You would be forgiven if you spent your entire holiday stretched out beside one of the Hilton's gorgeous pools having the odd (5?-7?) beer delivered to your lounger as you watch the kids happily splash down the water slides (we took these over on our last day -- our laughter could be heard in Cairo, we were told -- perhaps it was those aforementioned beers!) or if you've managed -- as I did -- to escape the children you can enjoy a quiet bliss-out at the "no kids" pool.
As I said, it would be totally understandable if you decided not to venture outside the environs of the hotel, except perhaps to head to one of the private beaches where snorkelling over fish-filled coral reefs is a beautifully relaxing pastime. And, yes, the beer gets delivered to your lounger here, too!

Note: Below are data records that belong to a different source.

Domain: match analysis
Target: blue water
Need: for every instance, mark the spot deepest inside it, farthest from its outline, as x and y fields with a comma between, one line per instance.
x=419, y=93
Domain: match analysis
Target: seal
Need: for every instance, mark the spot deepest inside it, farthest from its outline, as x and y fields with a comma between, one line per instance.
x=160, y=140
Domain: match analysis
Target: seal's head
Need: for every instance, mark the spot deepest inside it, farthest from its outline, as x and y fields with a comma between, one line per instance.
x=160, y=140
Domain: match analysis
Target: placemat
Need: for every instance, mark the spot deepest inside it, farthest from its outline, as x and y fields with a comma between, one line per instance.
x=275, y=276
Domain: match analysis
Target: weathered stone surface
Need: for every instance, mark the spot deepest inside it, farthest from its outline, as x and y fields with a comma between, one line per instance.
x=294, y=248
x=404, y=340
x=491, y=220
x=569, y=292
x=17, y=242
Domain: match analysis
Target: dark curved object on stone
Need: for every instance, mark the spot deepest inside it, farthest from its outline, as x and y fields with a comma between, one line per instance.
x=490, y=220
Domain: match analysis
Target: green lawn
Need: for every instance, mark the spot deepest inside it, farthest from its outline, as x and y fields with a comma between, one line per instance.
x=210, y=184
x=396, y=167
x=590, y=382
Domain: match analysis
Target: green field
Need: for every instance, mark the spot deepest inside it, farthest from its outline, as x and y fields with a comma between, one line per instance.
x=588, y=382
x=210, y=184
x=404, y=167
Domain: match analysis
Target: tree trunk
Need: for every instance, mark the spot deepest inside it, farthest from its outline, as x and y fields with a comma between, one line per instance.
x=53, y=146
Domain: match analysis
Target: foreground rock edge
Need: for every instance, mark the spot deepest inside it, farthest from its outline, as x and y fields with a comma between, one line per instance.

But if you did, you would be missing out on so much of what Egypt has to offer -- and luckily there is an array of excellently priced excursions that you would kick yourself if you missed out on.
We took three; the first was a 40-minute camel ride through the Sinai Desert followed by dinner with the Wadimander Bedouin tribe. When we arrived we were greeted by a multitude of children, fascinated with the 'foreigners' and forbidden by their proud elders to accept gifts or cash from us.
Stargazing with telescopes and a folkloric show of singing and dancing followed; which we watched while smoking those very soothing local shisha pipes. We were assured that there was nothing more than (totally legal) apple flavoured non-tobacco herbal stuff in them. But hey, the jokes were good.
Two days later, we rose at 4am to take a quick plane ride to exotic, mystical Cairo. "He who has not seen Cairo hath not seen the world," said the Tale of the Jewish Physician. "Her soil is gold, her Nile is a marvel; her women are like the black-eyed houris of Paradise ... And how can Cairo be otherwise when she is the Mother of the World?"
We sailed down the 'marvellous' Nile, ate lunch in Betek restaurant on the West Bank, saw the optimistic revolutionaries holding court at Tahrir Square and spent an extraordinary few hours examining a few of the thousands of treasures at the Egyptian Museum.
Later, it was on to the Pyramids at Giza where the experience of climbing, down, down into the core of the third pyramid (Menkaure) was worth the entire visit.
We declined the usual visit to a papyrus factory in favour of tea and peach shisha at the local tea shop. There was a lot of laughing. It was the text one of our group received saying it was a miserably rainy Monday in Dublin that set us all off.
And our last excursion was laugh-out-loud, thrill-a-minute territory: An hour and a half spent buggy driving in the Sinai Desert with a stop-off for more tea in another Bedouin tent.
The last night was spent in the fabulously trashy Na'ama Bay (oh, the irony) tourist area (an hourly shuttle takes Hilton guests there). Succulent fish and excellent local wine was served at the Buddha Restaurant and we enjoyed great views of this neon village set in the middle of the Sinai Desert from the balcony of the Camel Bar where, yes, we indulged in a last shisha pipe. Still raining at home? Oh, how we laughed.
So do your bit for democracy and justice -- support the revolution; spend a luxurious week at the Hilton in sunny Sharks Bay and I promise, you too will be laughing all the way home.